DEL DIARIO DE UN HOMBRE CUALQUIERA

12 de septiembre de 2013


Llueve. La lluvia cae, como es natural en esta época del año, pero el corazón no se resigna a su tristeza. El tren sigue su curso, abriendo en dos el paisaje con una velocidad en el fondo soberbia e inútil. Pienso en la muerte y la muerte trae a mi cabeza la tragedia de Filipinas de la que se habla estos días.  
Ella aparece en mí como un material lejano, como un trozo de algo mayor cuyo sentido debiera poder encontrar, aunque no puedo. Ese algo mayor es el mal. ¿Cómo comprender el mal que cae de pronto como esta lluvia de ahora en los cristales y en la tierra? ¿Dónde buscar su significado o cómo soportar su insignificancia? Quisiera saber que Rosa está bien, pero ya hace tiempo que perdimos el contacto, desde aquella última noche en Indonesia, en la que me seguía sorprendiendo que una muchacha filipina se llamase Rosa.
También ella surge en mí como algo lejano, como algo cuyo sentido también se perdió de alguna manera y a lo que le doy vueltas en mi cabeza. Pero ahora ese algo no es el mal, sino el amor. Quisiera encontrar una forma de escapar del mal radical del que habló Kant, al tiempo que descubro una manera de instalar en mí una especie de amor radical, en ese espacio interior abrasado por el deseo de ser y de comprender. Pero todo se derrumba al pensar que ya no queda sino ligereza, intrascendencia, banalidad en el amor y en el mal. No tengo más que encender cada mañana mi ordenador y pasar por las noticias de Yahoo antes de llegar a mi correo para comprobar toda esa liquidez del mundo actual, tal y como nos lo venden, justo antes de tirar de la cadena.
La revolución actual consiste en que todo esté revuelto. Esperpéntica confusión.
La revolución es hoy el revuelto diario, desde los huevos revueltos al estómago revuelto, pasando por la una rutina sin proyecto mezclada con el asco que padecemos ante la ausencia de historia. Si es cierto que toda revolución ha supuesto un cierto grado de revoltijo intestinal y de sangre, al menos quedaba la oportunidad de gritar que habíamos sido traicionados y de que la historia crecía somo una Saturnal de asesinos. Al menos podíamos llorar y enloquecer como Hölderlin. Maldecir y rezar como Sade. Al menos seguíamos siendo seres conscientes en un mundo donde ocurrían cosas. Ahora, por el contrario, siento que no ocurre nada y que el relieve de los acontecimientos queda allanado, aplastado, silenciado.Una llanura de pantallas con millones de minúsculos mensajes que dejamos en la red informando de nuestro anhelo silencioso, de nuestra ilusión de que la alegría o la agonía sean perceptibles más allá de Plutón.  ¡Ahogarse en una piscina y pensar que las estrellas los saben!

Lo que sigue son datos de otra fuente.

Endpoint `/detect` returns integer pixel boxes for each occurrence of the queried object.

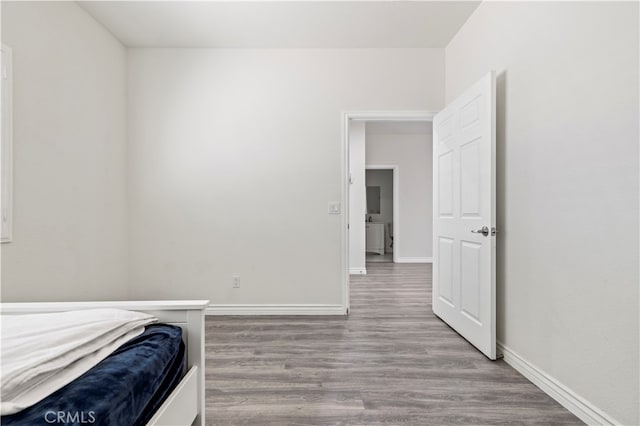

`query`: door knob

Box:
[471,226,489,237]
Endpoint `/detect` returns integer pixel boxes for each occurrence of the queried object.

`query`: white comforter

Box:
[0,309,156,416]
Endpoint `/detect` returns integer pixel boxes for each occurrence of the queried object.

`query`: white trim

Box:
[364,166,401,263]
[497,342,622,425]
[394,257,433,263]
[0,44,13,243]
[340,113,351,313]
[205,303,347,315]
[336,111,436,315]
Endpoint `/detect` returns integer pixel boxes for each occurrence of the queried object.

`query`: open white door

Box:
[433,71,496,359]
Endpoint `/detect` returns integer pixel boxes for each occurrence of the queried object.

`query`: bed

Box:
[0,300,209,426]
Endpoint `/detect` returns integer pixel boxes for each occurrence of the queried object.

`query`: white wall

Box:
[349,121,367,274]
[1,1,128,302]
[366,122,433,262]
[129,49,444,305]
[446,2,640,424]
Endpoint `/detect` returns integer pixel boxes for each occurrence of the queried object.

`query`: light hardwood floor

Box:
[206,263,582,425]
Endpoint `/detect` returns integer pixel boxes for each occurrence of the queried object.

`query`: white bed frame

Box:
[0,300,209,426]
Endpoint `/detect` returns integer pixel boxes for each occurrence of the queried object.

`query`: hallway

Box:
[206,263,582,425]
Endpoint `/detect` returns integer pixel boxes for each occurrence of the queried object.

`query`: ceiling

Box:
[78,0,480,48]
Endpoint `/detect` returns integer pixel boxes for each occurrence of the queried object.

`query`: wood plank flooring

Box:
[206,263,582,425]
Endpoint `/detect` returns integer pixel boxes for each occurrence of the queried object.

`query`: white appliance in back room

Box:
[365,169,393,262]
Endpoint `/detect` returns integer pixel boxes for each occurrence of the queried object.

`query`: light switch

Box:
[329,201,340,214]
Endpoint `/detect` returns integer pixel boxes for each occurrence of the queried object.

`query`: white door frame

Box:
[364,165,400,263]
[341,111,437,314]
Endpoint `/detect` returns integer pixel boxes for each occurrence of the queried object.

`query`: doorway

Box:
[365,164,400,263]
[342,111,435,312]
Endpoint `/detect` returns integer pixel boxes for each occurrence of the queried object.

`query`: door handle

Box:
[471,226,489,237]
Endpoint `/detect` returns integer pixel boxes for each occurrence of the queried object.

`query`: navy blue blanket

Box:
[1,324,185,426]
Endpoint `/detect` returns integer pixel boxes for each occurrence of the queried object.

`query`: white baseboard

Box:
[204,304,347,315]
[396,257,433,263]
[498,342,622,425]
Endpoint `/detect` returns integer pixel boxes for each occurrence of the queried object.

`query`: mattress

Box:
[1,324,185,426]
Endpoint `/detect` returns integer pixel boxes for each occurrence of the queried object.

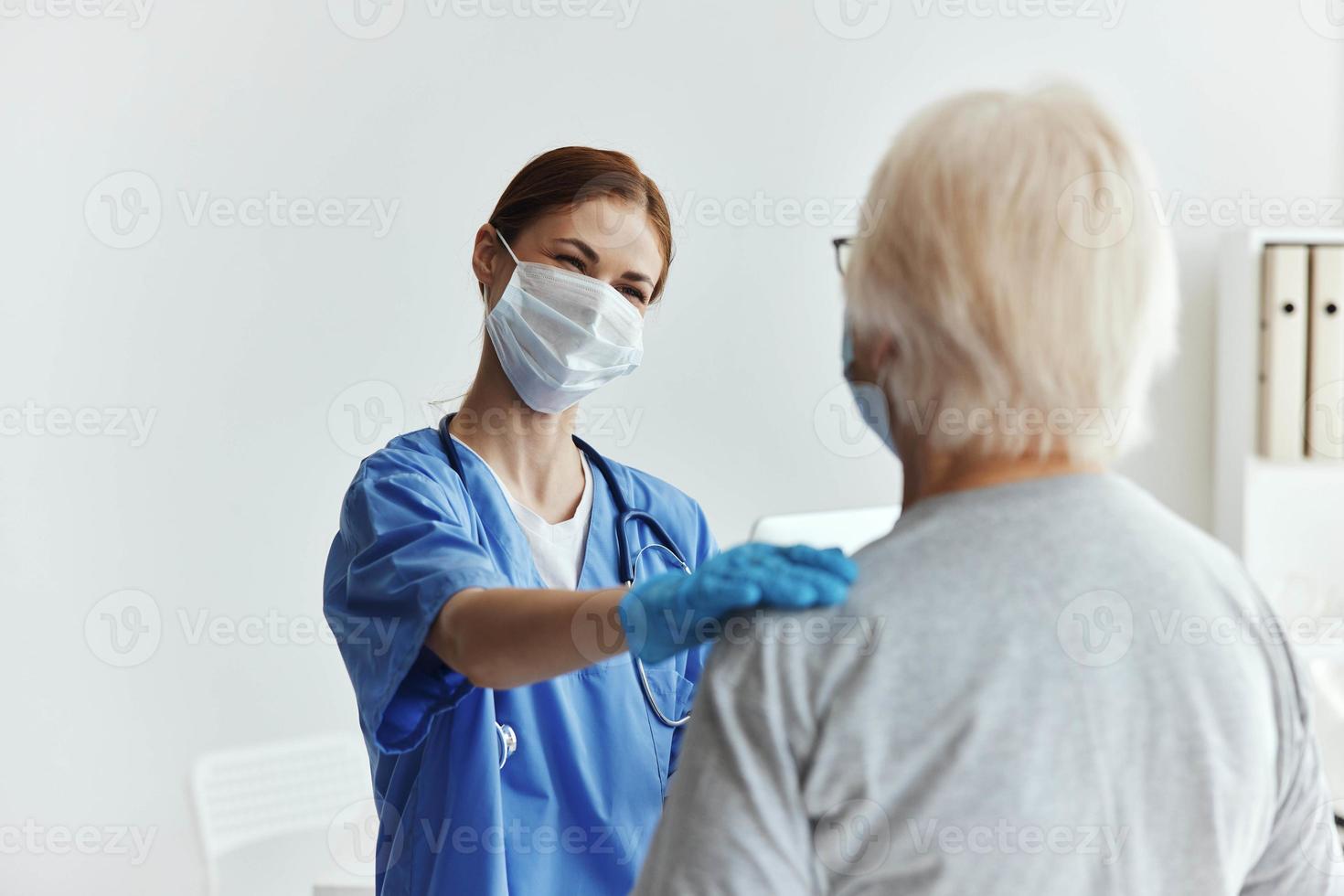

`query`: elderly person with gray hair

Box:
[635,89,1344,896]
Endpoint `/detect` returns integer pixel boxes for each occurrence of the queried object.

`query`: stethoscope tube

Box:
[438,414,691,736]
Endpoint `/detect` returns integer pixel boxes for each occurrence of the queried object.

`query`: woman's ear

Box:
[472,224,500,298]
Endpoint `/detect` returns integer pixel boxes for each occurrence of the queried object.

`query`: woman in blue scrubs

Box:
[324,148,853,896]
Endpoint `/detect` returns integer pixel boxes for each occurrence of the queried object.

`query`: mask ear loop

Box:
[630,543,691,584]
[492,224,523,264]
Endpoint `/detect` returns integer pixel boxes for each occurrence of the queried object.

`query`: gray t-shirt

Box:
[635,475,1344,896]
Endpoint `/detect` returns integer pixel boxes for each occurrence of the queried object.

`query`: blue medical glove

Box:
[620,543,859,662]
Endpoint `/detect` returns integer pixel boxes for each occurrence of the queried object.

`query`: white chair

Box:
[191,735,378,896]
[752,505,901,553]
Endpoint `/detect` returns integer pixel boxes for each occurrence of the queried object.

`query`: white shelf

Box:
[1213,229,1344,798]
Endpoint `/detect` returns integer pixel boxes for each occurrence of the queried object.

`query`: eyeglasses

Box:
[830,237,858,277]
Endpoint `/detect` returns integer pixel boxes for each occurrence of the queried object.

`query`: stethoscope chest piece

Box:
[495,721,517,770]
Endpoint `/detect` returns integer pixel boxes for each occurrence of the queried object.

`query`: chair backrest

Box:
[752,505,901,553]
[191,733,372,893]
[1310,658,1344,816]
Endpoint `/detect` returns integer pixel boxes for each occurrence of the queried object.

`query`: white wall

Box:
[0,0,1344,893]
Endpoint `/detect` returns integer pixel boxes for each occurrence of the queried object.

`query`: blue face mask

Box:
[840,315,899,457]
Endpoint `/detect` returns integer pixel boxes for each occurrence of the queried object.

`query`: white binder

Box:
[1307,246,1344,459]
[1259,246,1307,461]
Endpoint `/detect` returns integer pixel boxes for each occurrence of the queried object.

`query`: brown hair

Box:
[489,146,672,298]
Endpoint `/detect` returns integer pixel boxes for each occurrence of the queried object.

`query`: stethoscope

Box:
[438,414,691,768]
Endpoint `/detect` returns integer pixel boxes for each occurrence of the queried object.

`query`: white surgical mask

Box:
[485,231,644,414]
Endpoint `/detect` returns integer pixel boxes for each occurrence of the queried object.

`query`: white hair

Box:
[846,88,1178,459]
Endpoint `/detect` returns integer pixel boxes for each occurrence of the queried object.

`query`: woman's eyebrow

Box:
[555,237,653,286]
[555,237,598,264]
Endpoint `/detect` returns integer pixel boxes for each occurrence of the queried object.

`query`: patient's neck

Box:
[901,453,1106,510]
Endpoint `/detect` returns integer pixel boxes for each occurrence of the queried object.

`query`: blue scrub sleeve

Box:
[324,472,508,753]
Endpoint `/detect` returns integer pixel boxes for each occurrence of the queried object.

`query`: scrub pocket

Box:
[630,656,695,798]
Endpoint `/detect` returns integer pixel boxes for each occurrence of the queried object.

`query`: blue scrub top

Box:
[324,429,717,896]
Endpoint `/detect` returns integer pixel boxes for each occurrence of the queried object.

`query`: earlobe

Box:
[472,224,498,298]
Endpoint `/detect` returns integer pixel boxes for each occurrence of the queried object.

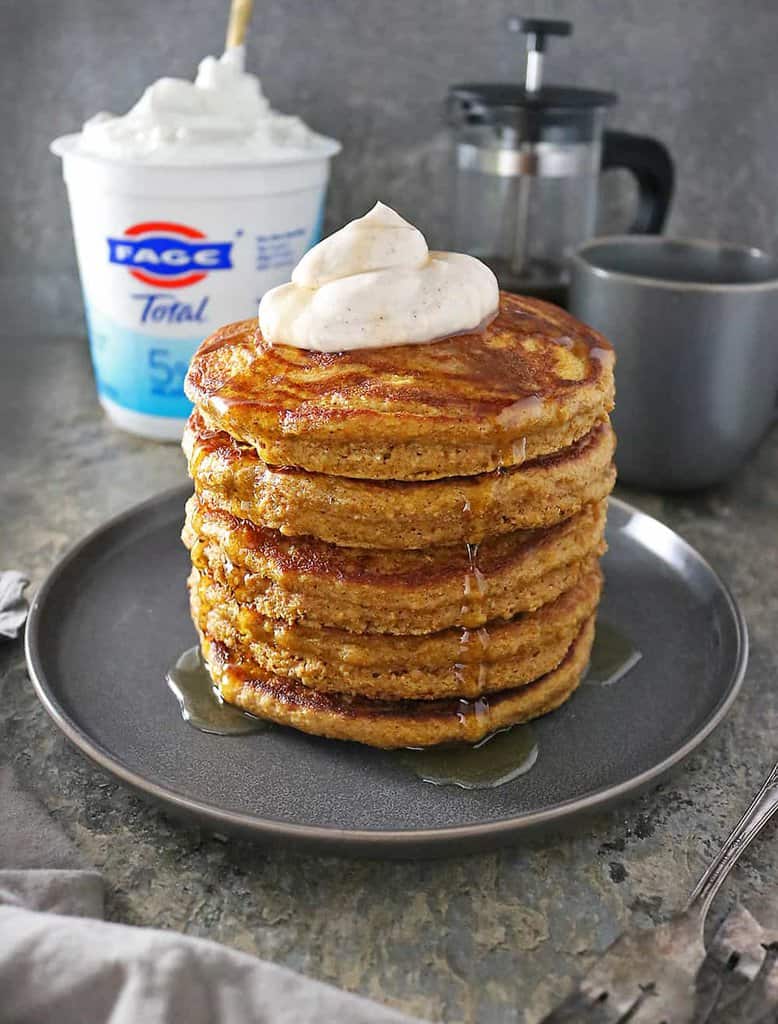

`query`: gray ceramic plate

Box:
[27,489,747,856]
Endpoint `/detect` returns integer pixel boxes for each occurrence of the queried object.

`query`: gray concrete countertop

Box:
[0,337,778,1024]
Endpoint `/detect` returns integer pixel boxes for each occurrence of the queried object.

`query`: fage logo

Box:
[106,220,232,288]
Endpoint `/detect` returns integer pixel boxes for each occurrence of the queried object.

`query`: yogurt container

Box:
[51,51,340,440]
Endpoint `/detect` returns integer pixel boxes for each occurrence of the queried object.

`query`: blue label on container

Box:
[86,304,203,419]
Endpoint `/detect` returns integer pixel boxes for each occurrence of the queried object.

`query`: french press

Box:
[447,18,674,302]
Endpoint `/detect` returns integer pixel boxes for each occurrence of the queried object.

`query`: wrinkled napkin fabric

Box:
[0,569,30,640]
[0,767,420,1024]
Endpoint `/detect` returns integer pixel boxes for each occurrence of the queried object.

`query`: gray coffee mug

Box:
[569,234,778,490]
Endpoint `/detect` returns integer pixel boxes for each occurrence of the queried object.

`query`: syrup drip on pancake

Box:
[581,620,643,686]
[166,646,267,736]
[395,725,538,790]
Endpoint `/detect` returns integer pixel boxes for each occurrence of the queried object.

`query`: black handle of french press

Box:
[602,131,676,234]
[508,17,572,53]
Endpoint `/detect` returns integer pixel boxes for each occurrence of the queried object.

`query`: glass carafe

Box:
[447,19,673,301]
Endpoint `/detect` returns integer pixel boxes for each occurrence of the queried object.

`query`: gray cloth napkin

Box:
[0,569,30,640]
[0,768,419,1024]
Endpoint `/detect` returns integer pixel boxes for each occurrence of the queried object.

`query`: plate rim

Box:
[25,484,749,856]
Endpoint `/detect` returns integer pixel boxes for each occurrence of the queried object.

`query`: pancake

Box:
[201,616,595,749]
[183,413,615,549]
[185,293,613,480]
[189,567,602,700]
[182,497,606,635]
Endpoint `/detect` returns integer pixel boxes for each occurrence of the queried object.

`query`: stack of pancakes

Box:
[183,294,614,748]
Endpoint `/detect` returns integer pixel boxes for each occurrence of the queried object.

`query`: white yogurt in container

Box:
[51,47,340,440]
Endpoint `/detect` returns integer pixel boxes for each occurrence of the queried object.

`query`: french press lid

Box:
[446,17,618,142]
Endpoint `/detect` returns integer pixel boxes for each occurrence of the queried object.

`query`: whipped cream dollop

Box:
[78,46,339,165]
[259,203,500,352]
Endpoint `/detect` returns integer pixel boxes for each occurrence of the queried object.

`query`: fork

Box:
[541,762,778,1024]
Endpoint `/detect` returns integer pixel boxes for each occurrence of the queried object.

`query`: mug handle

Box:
[602,131,676,234]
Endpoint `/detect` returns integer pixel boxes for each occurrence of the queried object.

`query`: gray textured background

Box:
[0,0,778,332]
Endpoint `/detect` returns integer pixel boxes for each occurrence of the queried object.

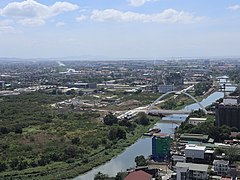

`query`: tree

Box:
[103,113,118,126]
[0,127,9,134]
[94,172,109,180]
[135,155,147,166]
[115,172,127,180]
[108,127,126,140]
[78,90,84,96]
[0,162,7,172]
[14,126,22,134]
[71,137,80,145]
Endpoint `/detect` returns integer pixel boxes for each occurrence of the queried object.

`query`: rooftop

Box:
[176,162,208,172]
[189,117,207,121]
[124,170,152,180]
[180,133,208,140]
[185,144,206,151]
[213,159,229,165]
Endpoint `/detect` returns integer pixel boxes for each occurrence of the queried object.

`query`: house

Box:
[171,155,186,166]
[212,160,229,175]
[180,133,209,142]
[184,144,206,159]
[124,170,152,180]
[175,162,209,180]
[188,117,207,126]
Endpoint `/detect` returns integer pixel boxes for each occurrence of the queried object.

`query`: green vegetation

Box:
[135,155,147,166]
[194,82,212,96]
[0,93,158,179]
[94,172,127,180]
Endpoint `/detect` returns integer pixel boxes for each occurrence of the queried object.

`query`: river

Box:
[75,89,232,180]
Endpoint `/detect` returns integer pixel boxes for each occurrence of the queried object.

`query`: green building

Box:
[152,134,172,162]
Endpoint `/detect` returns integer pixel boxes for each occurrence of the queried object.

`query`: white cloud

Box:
[18,18,46,27]
[76,15,87,22]
[56,22,66,27]
[91,9,203,24]
[0,19,17,34]
[0,0,79,26]
[128,0,157,7]
[228,4,240,11]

Es gracioso, probablemente nadie diría que con mi tendencia a filosofar, haya estudiado economía y publicidad. Quizás debí estudiar filosofía o canto, y abandonar aquellos insufribles estudios, sobre todo los de economía. Por suerte siempre llevé bien lo de tener más de una vida, así que seguí leyendo todo aquello que me interesaba para llegar a comprender. Siempre he necesitado comprender, aunque comprender no fuese perdonar (en contra del adagio).  No lo he conseguido, pero continúo, a pesar de la fatiga. Pensar es extenuante, pero me pregunto cómo sería el mundo si cada hombre y cada mujer aceptase esa fatiga para llegar a ser lo que somos: seres que piensan al otro con palabras. No es solo el cansancio, sino esta humilde grandeza lo que perdemos al dejar de hacerlo.
Sigue lloviendo sin pausa y el tren continúa su marcha con su arrogante velocidad a lo Marinetti,ajeno por completo a nuestras vidas, a las páginas de este diario, a todo lo que no sea él, la vía y sus horarios.
¿Qué importancia puede tener para un tren la vida de un paria de cuarenta siete años, natural de Ferrol, emigrante del siglo XXI, yendo a dejar un currículo a París con una paradójica mezcla de esperanza y de asco? Yo, que ya no salgo en las estadísticas de jóvenes emigrados, que ya obtuvo del Estado lo único que al parecer el Estado tenía para él, que ya no tengo derecho a reclamar a nadie, a esperar nada de nadie,  a hacer otra cosa que escribir en un diario sin nombre y en una especie de tren sin rumbo, aunque vaya a París. Pero, no. Me llamo Rafael Sánchez y estoy vivo, pienso, siento. Por eso escribo esta última línea, por ahora: NO LO ACEPTO”.